Count to One-Hundred First

There’s a little home-spun, philosophical proverb that has been around since I was a boy. It goes something like this: Before you say or do anything you might be sorry for later on, first count to one-hundred. That is a wise thing to do, and I’m sure it has helped untold numbers of people.

But something that would have saved me a lot of heartache and grief, had someone thought of it, would have been this: Before you give in to depression, first count one-hundred blessings God has given you. I’m not a psychologist, but it seems to me that depression is basically derived from using a microscope instead of a telescope. It’s zooming in on one particular, minute thing, rather than looking at the big picture.

My darkest days used to be those when I had forgotten all God’s blessings upon my life. During those melancholy times, I’d centered my attention on, and magnify one thing. I could only see the little cancerous cell by itself, and not all the good tissue around it. It is the healthy cells that will help you overcome that individual bad one.

The song writer wrote “Count your blessings, name them one by one; count your blessings, see what God hath done! Count your blessings, name them one by one; and it will surprise you what the Lord hath done.”

Maybe some of us should take a piece of blank paper and write down one-hundred blessings God has given us. It is one cure for spiritual depression that will work every time.

“If I should count them, they are more than the sand.” (Psalm 139:18)

Friday, August 1, 2008

It's a Wonderful Life

"...love life, and see good days..." Here Peter is quoting David from the Old Testament. A spiritually healthy Christian loves life, no matter how difficult it may be at times. Certainly, there are brief intervals when the circumstances are such that some would wish to die. Of such were Job, Moses, Elijah, and Jonah. But they soon snapped out of it and changed their minds.
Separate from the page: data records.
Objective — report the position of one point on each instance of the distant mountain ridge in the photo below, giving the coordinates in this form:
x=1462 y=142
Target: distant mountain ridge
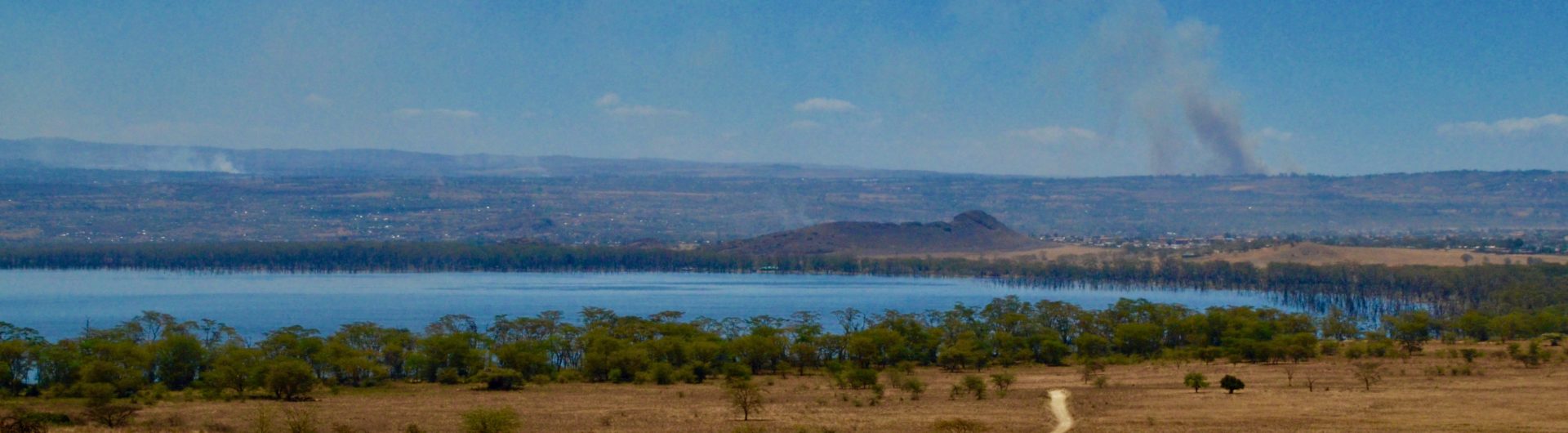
x=973 y=231
x=59 y=190
x=60 y=153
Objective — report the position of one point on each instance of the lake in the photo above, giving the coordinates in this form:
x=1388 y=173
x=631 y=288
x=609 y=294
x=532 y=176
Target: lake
x=60 y=303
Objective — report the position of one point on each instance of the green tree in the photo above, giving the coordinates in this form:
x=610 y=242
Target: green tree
x=177 y=359
x=1232 y=383
x=745 y=397
x=1196 y=380
x=1411 y=330
x=289 y=378
x=491 y=421
x=1368 y=373
x=497 y=378
x=234 y=368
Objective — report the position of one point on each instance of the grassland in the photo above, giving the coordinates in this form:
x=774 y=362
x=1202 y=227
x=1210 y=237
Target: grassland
x=1498 y=395
x=1327 y=255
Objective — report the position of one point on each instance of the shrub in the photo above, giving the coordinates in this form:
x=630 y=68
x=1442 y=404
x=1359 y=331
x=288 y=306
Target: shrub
x=300 y=421
x=291 y=378
x=745 y=397
x=973 y=385
x=1002 y=382
x=497 y=378
x=915 y=386
x=449 y=375
x=1090 y=369
x=22 y=421
x=959 y=426
x=1101 y=382
x=491 y=421
x=1470 y=355
x=112 y=414
x=1232 y=383
x=1196 y=380
x=860 y=378
x=1368 y=373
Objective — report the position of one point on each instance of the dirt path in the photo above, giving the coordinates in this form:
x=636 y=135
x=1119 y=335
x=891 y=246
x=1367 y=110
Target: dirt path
x=1058 y=408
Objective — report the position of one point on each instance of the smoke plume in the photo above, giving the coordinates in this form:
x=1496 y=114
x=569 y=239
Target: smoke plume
x=1162 y=74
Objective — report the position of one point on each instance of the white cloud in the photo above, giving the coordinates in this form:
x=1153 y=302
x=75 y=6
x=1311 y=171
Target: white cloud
x=610 y=99
x=804 y=124
x=825 y=104
x=451 y=114
x=647 y=112
x=1275 y=136
x=1508 y=127
x=1054 y=134
x=317 y=100
x=613 y=105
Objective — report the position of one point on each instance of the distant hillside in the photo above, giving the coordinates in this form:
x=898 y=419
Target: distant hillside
x=66 y=192
x=968 y=233
x=69 y=154
x=1324 y=255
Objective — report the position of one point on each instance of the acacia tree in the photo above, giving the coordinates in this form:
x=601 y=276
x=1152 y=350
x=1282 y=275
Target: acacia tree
x=1196 y=380
x=1232 y=383
x=1368 y=373
x=745 y=397
x=1411 y=330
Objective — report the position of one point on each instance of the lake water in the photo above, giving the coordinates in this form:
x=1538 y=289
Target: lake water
x=60 y=303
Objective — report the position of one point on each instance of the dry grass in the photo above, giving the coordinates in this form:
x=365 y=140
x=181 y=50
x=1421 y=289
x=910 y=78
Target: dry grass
x=1322 y=255
x=1049 y=253
x=1147 y=397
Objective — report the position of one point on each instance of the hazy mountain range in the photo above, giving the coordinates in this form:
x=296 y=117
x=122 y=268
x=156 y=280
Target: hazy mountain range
x=59 y=190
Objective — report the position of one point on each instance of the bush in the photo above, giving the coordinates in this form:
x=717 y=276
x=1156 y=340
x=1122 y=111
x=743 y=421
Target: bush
x=300 y=421
x=1368 y=373
x=1232 y=383
x=973 y=385
x=491 y=421
x=959 y=426
x=1196 y=380
x=911 y=385
x=497 y=378
x=860 y=378
x=22 y=421
x=291 y=378
x=112 y=414
x=745 y=397
x=449 y=375
x=1002 y=382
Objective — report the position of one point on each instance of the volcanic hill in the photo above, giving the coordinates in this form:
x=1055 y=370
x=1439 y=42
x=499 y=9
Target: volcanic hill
x=973 y=231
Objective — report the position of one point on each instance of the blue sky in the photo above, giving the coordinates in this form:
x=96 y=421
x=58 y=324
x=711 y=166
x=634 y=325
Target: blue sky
x=1049 y=88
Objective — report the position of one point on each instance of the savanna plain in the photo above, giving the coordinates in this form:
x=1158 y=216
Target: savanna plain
x=1435 y=390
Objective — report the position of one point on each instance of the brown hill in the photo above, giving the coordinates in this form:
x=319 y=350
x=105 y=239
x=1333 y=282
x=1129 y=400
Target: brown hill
x=973 y=231
x=1324 y=255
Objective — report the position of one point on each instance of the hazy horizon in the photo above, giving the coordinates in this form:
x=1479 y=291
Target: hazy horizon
x=1063 y=90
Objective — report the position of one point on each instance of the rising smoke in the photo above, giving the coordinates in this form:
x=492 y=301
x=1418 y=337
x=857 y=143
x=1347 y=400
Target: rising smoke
x=1164 y=76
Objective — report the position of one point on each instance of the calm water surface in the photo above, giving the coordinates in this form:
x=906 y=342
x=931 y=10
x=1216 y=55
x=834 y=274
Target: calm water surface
x=61 y=303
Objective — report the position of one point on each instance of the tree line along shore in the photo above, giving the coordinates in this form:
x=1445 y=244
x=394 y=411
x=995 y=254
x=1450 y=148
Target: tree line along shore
x=1352 y=288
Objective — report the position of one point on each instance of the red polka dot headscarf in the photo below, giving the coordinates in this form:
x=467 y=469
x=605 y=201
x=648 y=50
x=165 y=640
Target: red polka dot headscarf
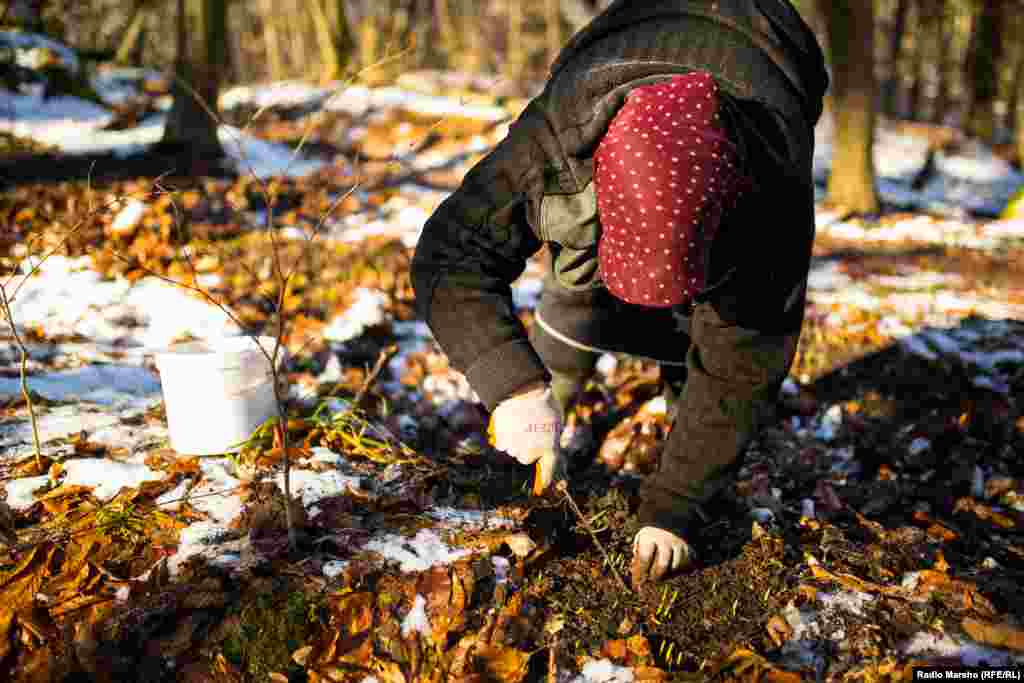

It is the man who sees the world through the natural eye who says, "So I hated life." To such a person, life seems irrational and futile. But the spiritual eye sees that God had a purpose and plan for our inhabiting this planet.

To the child of God who lives by promises rather than explanations, this can be a wonderful life. To be sure, we may not enjoy the prick of the thorns along the way, but the scent of the Rose of Sharon more than makes up for the few hurts we may incur. Just as the woman who travails in birth "remembereth no more the anguish, for joy that a man child is born," so we forget our sufferings in the presence of the Man, Christ Jesus.

To enjoy life you must first enjoy the Lord.